It’s a long-standing advice to avoid foods that are high in sugar and calories, especially if you are pregnant or nursing.
But now, scientists have discovered that eating foods rich in healthy omega-3 fats can help keep your heart healthy.
While the omega-6 fats in fish and nuts, for example, may help reduce the risk of heart disease, eating a lot of these healthy fats may also help to reduce your risk of developing it.
To find out more, researchers in the US looked at the consumption of fish, nuts, red meat and fish oil in US men and women over a 10-year period.
They then used data from the National Health and Nutrition Examination Survey (NHANES) to identify the sources of the omega 3 fats in the foods they were eating.
They found that the sources were mostly from fish, as well as red meat, seafood and other fish products.
Omega-3s are found in a variety of foods, from nuts to nuts, fruits and vegetables.
They found that people who ate a lot (up to 40 grams) of fish were twice as likely to be obese as those who ate less than a gram.
People who ate the most (up 20 grams) were twice more likely to have a high blood pressure.
Researchers also found that those who were more likely than others to be overweight or obese were less likely to eat omega-7 fats, and less likely if they had heart disease.
The study, published in the journal Nutrition Research and Practice, looked at 2,053 people who had been tracked by the US Centers for Disease Control and Prevention’s National Health Interview Survey from 2004 to 2009.
The participants had to answer questions about their diet and health.
Their dietary records showed that people in the highest quintile of dietary fat intake were nearly two times as likely as those in the lowest quintile to have an elevated blood pressure (the blood pressure-related marker) between 2008 and 2012.
This is in contrast to other studies, which have found that eating less than 20 grams of omega-5 fat per day can lower your risk for heart disease and stroke.
This may explain why those in higher quintiles of dietary omega-4 fats are also more likely in the riskiest groups of people.
People in the top quintile had a 40 per cent higher risk of having a heart attack, compared to those in lower quintiles, according to the study.
However, it may also be because of the way people in high quintiles are eating, the researchers say.

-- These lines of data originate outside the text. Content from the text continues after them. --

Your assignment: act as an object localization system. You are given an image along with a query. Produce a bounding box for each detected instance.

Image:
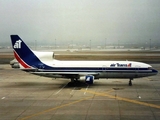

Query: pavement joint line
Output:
[54,84,67,95]
[81,89,160,109]
[20,90,114,120]
[21,96,93,120]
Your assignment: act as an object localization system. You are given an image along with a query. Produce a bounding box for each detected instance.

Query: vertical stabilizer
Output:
[11,35,41,69]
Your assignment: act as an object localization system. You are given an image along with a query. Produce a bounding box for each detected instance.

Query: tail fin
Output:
[11,35,41,69]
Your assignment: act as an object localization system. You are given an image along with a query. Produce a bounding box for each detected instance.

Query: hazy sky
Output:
[0,0,160,45]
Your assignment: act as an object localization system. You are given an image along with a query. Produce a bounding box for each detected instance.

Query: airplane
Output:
[10,35,158,86]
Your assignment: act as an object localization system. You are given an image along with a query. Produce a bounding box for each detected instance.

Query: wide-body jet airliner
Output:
[11,35,158,86]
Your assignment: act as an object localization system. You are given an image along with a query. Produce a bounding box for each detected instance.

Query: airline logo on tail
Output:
[13,40,22,49]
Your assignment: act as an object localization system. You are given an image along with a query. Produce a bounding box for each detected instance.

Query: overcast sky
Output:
[0,0,160,45]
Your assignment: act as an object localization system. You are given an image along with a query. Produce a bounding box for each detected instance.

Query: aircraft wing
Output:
[30,72,99,76]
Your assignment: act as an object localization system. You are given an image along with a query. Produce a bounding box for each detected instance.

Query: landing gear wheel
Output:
[68,82,75,87]
[129,79,132,86]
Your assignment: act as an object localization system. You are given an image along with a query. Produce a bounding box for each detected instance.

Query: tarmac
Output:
[0,64,160,120]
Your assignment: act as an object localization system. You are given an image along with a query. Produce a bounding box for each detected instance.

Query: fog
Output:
[0,0,160,46]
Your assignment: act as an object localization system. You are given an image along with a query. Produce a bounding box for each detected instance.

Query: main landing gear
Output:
[129,78,133,86]
[68,78,79,87]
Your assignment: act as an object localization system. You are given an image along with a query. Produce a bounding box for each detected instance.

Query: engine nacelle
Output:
[80,75,94,84]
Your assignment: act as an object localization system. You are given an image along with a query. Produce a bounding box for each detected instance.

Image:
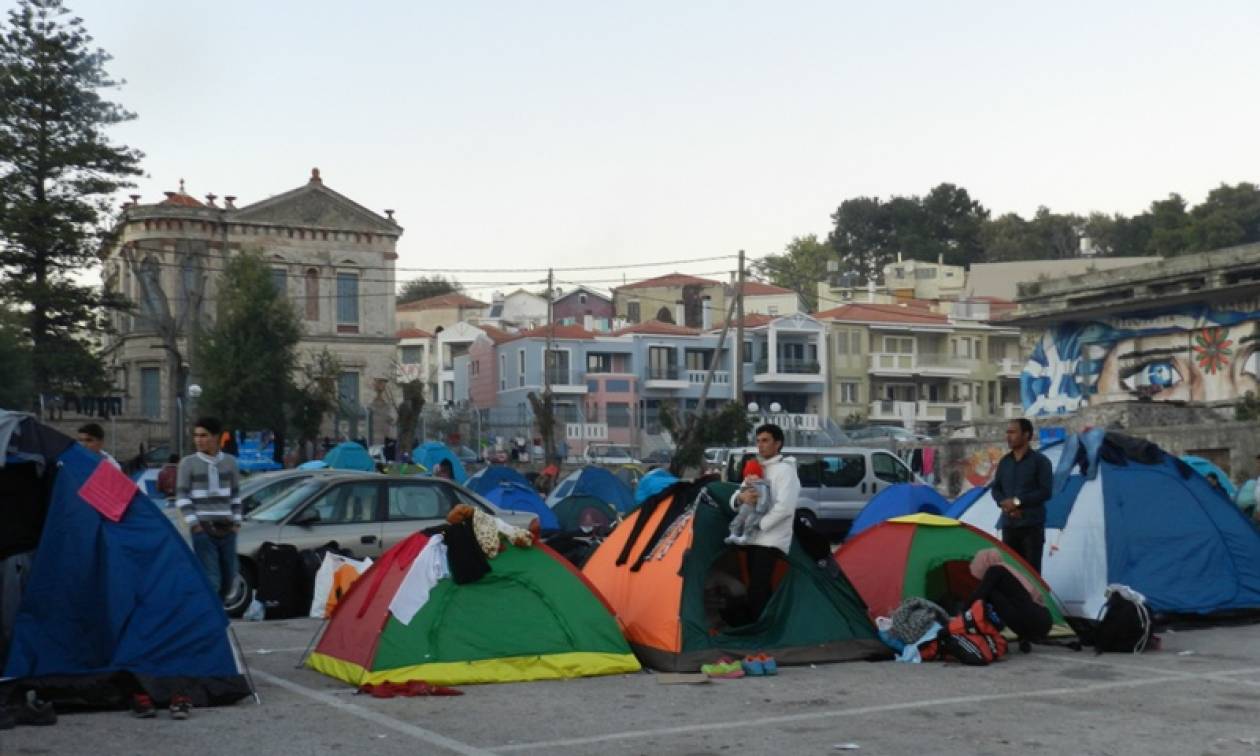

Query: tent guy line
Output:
[490,667,1260,753]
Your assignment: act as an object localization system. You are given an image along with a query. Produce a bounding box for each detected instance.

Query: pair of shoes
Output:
[131,693,158,719]
[9,690,57,727]
[741,653,779,677]
[701,656,745,679]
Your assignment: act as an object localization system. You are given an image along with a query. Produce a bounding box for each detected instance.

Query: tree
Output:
[752,233,835,312]
[398,273,464,305]
[198,252,303,456]
[0,0,141,408]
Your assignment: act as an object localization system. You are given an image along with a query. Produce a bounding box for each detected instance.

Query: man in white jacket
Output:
[731,423,800,621]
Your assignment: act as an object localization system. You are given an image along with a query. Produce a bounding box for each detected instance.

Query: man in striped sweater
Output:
[175,417,241,597]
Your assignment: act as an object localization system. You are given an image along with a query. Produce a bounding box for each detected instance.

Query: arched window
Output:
[304,268,319,320]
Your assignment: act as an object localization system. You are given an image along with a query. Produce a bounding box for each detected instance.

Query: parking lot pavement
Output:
[7,620,1260,756]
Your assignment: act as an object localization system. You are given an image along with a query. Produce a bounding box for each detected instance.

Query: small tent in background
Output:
[959,431,1260,617]
[845,483,949,539]
[835,514,1070,633]
[411,441,469,483]
[547,465,634,514]
[464,465,530,496]
[317,441,377,473]
[582,483,888,672]
[307,533,639,685]
[0,411,249,706]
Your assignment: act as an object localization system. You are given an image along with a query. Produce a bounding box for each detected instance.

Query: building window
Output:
[305,268,319,320]
[839,381,862,404]
[604,402,630,428]
[336,273,359,334]
[140,368,161,420]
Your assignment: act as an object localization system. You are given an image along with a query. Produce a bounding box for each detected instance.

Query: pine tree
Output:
[0,0,141,408]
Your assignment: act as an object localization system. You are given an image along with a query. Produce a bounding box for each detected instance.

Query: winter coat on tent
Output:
[835,514,1067,631]
[411,441,469,483]
[0,412,249,706]
[960,433,1260,619]
[320,441,377,473]
[464,465,532,496]
[307,525,639,685]
[547,465,634,514]
[483,483,559,530]
[845,483,949,539]
[582,481,888,672]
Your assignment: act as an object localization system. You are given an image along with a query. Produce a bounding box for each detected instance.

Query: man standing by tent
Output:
[731,423,800,621]
[175,417,241,607]
[990,418,1055,573]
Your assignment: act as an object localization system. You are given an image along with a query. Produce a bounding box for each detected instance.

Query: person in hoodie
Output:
[731,423,800,621]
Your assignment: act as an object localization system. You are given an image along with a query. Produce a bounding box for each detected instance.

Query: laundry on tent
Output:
[582,481,888,672]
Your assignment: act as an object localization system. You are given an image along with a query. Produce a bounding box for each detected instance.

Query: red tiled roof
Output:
[616,273,722,291]
[398,292,490,312]
[814,302,949,325]
[743,281,796,296]
[612,320,701,336]
[501,325,595,341]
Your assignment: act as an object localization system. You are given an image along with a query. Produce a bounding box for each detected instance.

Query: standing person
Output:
[990,418,1055,575]
[731,423,800,621]
[78,422,122,470]
[175,417,241,607]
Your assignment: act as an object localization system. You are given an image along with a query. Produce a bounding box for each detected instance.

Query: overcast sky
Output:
[51,0,1260,298]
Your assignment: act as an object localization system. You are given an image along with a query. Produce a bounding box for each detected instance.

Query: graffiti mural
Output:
[1019,300,1260,417]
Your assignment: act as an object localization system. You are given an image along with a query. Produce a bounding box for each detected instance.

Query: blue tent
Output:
[320,441,377,473]
[845,483,949,541]
[547,465,635,514]
[959,433,1260,617]
[478,483,559,530]
[464,465,529,496]
[411,441,469,483]
[1182,454,1239,501]
[4,410,249,706]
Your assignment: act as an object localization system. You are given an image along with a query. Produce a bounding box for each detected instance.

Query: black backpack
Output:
[1092,586,1154,654]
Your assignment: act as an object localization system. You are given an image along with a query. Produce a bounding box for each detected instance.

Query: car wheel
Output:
[223,559,258,617]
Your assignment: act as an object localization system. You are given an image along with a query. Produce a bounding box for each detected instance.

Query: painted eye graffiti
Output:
[1120,359,1182,396]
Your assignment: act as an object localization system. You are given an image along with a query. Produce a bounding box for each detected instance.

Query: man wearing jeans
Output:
[990,420,1055,573]
[175,417,241,597]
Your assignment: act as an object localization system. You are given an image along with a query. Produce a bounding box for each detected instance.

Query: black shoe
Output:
[10,690,57,727]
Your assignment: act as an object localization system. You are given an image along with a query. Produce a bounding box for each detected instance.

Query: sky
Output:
[31,0,1260,301]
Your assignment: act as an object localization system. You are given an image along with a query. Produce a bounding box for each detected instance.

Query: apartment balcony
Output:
[752,359,827,383]
[643,365,703,391]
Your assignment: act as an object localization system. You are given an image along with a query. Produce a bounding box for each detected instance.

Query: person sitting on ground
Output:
[968,548,1053,648]
[726,459,774,546]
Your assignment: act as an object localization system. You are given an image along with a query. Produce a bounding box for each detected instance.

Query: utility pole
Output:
[733,249,743,407]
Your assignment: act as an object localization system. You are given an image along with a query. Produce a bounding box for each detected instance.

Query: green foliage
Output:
[198,252,303,432]
[752,233,835,312]
[0,0,141,393]
[398,273,464,305]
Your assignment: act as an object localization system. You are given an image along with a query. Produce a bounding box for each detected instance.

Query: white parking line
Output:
[253,670,494,756]
[490,668,1260,753]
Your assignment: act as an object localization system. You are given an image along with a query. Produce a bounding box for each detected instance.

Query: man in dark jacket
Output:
[990,418,1055,573]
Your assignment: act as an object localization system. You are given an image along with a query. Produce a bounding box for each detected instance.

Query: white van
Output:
[726,446,922,532]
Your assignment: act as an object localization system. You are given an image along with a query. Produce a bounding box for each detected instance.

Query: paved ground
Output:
[7,620,1260,756]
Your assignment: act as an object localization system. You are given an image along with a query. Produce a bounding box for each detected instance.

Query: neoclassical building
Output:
[101,169,403,447]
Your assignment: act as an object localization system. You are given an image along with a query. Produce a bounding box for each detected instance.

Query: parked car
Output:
[224,471,534,616]
[726,446,922,534]
[582,444,639,465]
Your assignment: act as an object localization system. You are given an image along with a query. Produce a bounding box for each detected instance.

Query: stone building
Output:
[101,169,403,450]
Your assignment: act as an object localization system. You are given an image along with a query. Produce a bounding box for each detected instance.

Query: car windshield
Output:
[249,480,324,523]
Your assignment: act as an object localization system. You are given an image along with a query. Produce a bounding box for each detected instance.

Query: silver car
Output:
[224,473,534,616]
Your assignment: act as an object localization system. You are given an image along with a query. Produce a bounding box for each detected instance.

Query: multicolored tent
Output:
[582,481,888,672]
[835,514,1066,626]
[307,533,639,685]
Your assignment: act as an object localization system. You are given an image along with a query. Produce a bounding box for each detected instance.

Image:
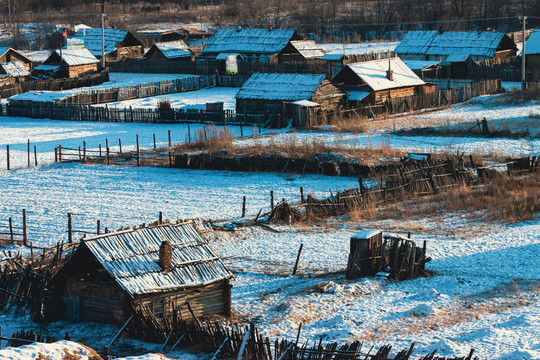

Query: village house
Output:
[40,49,99,78]
[46,223,233,323]
[144,40,193,61]
[0,47,33,71]
[198,28,302,62]
[394,30,517,78]
[277,40,325,62]
[332,57,435,105]
[75,28,144,60]
[525,29,540,72]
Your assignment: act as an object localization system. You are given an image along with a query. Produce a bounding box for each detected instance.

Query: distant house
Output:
[45,223,233,323]
[0,47,33,70]
[40,49,99,78]
[75,28,144,60]
[277,40,324,62]
[394,30,517,65]
[525,29,540,72]
[332,58,434,103]
[144,40,193,61]
[198,28,301,62]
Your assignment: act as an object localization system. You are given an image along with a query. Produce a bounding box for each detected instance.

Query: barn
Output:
[277,40,325,62]
[394,30,517,65]
[41,49,99,78]
[144,40,193,61]
[198,28,302,62]
[236,73,344,122]
[332,57,431,104]
[75,28,144,60]
[0,47,33,70]
[45,222,233,323]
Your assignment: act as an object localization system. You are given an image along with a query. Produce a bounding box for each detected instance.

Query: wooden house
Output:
[42,49,99,78]
[525,29,540,72]
[332,58,434,104]
[46,223,233,323]
[236,73,344,115]
[198,28,302,62]
[277,40,324,62]
[75,28,144,60]
[0,47,33,70]
[394,30,517,65]
[144,40,193,61]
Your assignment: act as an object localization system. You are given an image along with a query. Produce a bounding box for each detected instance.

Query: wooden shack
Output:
[332,58,434,105]
[0,47,33,70]
[277,40,324,62]
[75,28,144,60]
[197,28,302,62]
[236,73,344,115]
[42,49,99,78]
[46,223,233,323]
[144,40,193,61]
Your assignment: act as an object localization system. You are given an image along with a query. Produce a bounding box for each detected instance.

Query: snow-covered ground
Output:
[95,87,239,110]
[319,41,399,55]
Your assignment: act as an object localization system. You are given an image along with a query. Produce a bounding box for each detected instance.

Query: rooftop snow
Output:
[202,29,294,54]
[394,30,504,57]
[81,224,232,296]
[236,74,325,101]
[342,58,425,91]
[525,29,540,55]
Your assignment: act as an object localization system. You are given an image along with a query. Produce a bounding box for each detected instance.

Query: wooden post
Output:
[68,213,73,244]
[293,244,304,276]
[23,209,28,246]
[137,134,141,166]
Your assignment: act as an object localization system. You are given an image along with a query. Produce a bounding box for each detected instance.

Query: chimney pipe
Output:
[159,241,172,273]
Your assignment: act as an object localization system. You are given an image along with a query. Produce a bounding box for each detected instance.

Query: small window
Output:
[152,300,164,319]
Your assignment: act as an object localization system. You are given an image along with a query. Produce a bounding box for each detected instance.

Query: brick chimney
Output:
[159,241,172,273]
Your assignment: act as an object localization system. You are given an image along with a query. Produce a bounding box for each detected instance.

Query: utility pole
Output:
[101,0,105,69]
[521,15,527,90]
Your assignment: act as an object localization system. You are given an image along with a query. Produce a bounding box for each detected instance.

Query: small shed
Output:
[277,40,325,62]
[0,47,33,70]
[75,28,144,60]
[42,49,99,78]
[144,40,193,61]
[46,223,233,323]
[332,58,427,103]
[525,29,540,72]
[236,73,344,115]
[198,28,302,62]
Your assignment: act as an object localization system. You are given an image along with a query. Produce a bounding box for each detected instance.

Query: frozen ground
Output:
[96,87,239,110]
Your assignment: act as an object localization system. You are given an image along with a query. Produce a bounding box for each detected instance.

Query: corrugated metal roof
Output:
[291,40,324,59]
[236,73,325,101]
[84,223,232,297]
[75,28,128,56]
[202,28,294,54]
[525,29,540,55]
[394,31,504,57]
[154,40,193,59]
[0,61,30,77]
[55,49,99,66]
[342,57,425,91]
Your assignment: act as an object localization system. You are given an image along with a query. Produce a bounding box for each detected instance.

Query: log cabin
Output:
[45,222,233,324]
[41,49,99,78]
[332,58,434,105]
[236,73,344,120]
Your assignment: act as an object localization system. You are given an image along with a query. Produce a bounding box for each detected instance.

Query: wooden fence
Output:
[0,69,109,99]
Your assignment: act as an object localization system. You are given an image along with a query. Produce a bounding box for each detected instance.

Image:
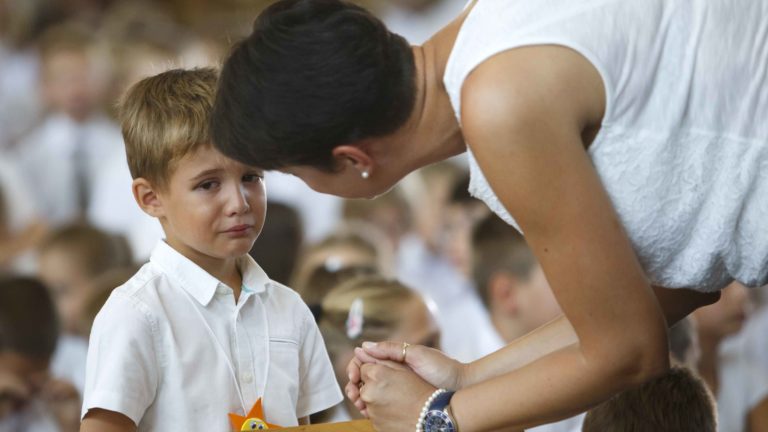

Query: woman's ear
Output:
[331,144,373,177]
[132,177,165,218]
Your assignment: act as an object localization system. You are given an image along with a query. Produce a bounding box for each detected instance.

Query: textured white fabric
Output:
[397,235,504,362]
[82,242,342,432]
[444,0,768,291]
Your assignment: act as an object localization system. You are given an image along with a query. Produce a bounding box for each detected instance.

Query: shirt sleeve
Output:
[81,292,159,425]
[296,305,343,418]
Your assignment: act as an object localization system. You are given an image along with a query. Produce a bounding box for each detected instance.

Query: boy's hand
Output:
[40,379,81,432]
[0,371,32,419]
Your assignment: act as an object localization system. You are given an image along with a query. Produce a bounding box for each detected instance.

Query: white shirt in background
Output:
[16,114,125,226]
[264,171,342,243]
[88,150,164,263]
[82,242,342,432]
[397,235,504,362]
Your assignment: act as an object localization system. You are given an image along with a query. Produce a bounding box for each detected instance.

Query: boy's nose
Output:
[227,185,251,215]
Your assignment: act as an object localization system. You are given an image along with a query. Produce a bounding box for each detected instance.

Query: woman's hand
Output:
[360,363,435,431]
[40,379,82,432]
[345,342,468,417]
[362,342,469,390]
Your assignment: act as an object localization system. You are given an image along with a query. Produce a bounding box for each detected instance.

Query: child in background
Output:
[0,276,80,432]
[471,214,562,348]
[468,213,583,432]
[38,223,133,335]
[292,221,392,306]
[81,69,341,432]
[582,366,717,432]
[13,22,122,226]
[320,276,440,422]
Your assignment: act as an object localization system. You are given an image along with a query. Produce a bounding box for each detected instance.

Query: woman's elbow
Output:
[592,332,669,391]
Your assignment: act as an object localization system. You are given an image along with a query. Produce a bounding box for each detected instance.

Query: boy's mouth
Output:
[224,225,253,234]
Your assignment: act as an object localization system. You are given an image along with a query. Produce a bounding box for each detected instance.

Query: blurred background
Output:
[0,0,768,431]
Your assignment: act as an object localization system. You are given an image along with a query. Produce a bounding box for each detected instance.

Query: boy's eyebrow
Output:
[190,168,224,181]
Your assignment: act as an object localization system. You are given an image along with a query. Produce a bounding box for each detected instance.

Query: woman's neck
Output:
[408,3,469,170]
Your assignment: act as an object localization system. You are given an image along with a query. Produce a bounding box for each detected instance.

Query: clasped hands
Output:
[345,342,466,431]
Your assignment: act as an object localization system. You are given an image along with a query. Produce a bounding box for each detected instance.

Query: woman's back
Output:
[445,0,768,290]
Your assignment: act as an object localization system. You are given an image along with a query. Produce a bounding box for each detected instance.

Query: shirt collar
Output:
[149,240,270,306]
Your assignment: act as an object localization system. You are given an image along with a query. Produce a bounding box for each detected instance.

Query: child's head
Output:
[443,174,490,276]
[119,69,266,263]
[38,224,132,333]
[472,214,561,340]
[319,276,440,414]
[582,367,717,432]
[39,22,107,121]
[249,201,304,285]
[0,276,59,402]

These foods have a very high ratio of saturated fat to monounsaturated fat, and it’s thought that saturated fats, which are thought to cause heart disease by trapping excess water in the body, can also help lower your blood pressure by increasing the supply of sodium to your cells.
What you need to know about the Zika virus A vaccine for Zika has been approved by the World Health Organization, and the World Meteorological Organization has said it’s safe to use.
But people in Brazil have not had access to the vaccine for several months, with reports of people with antibodies to the virus not receiving it.
The virus is not transmitted by mosquitoes, so the WHO and the US Department of Health have been working on how to distribute the vaccine to those who do have it.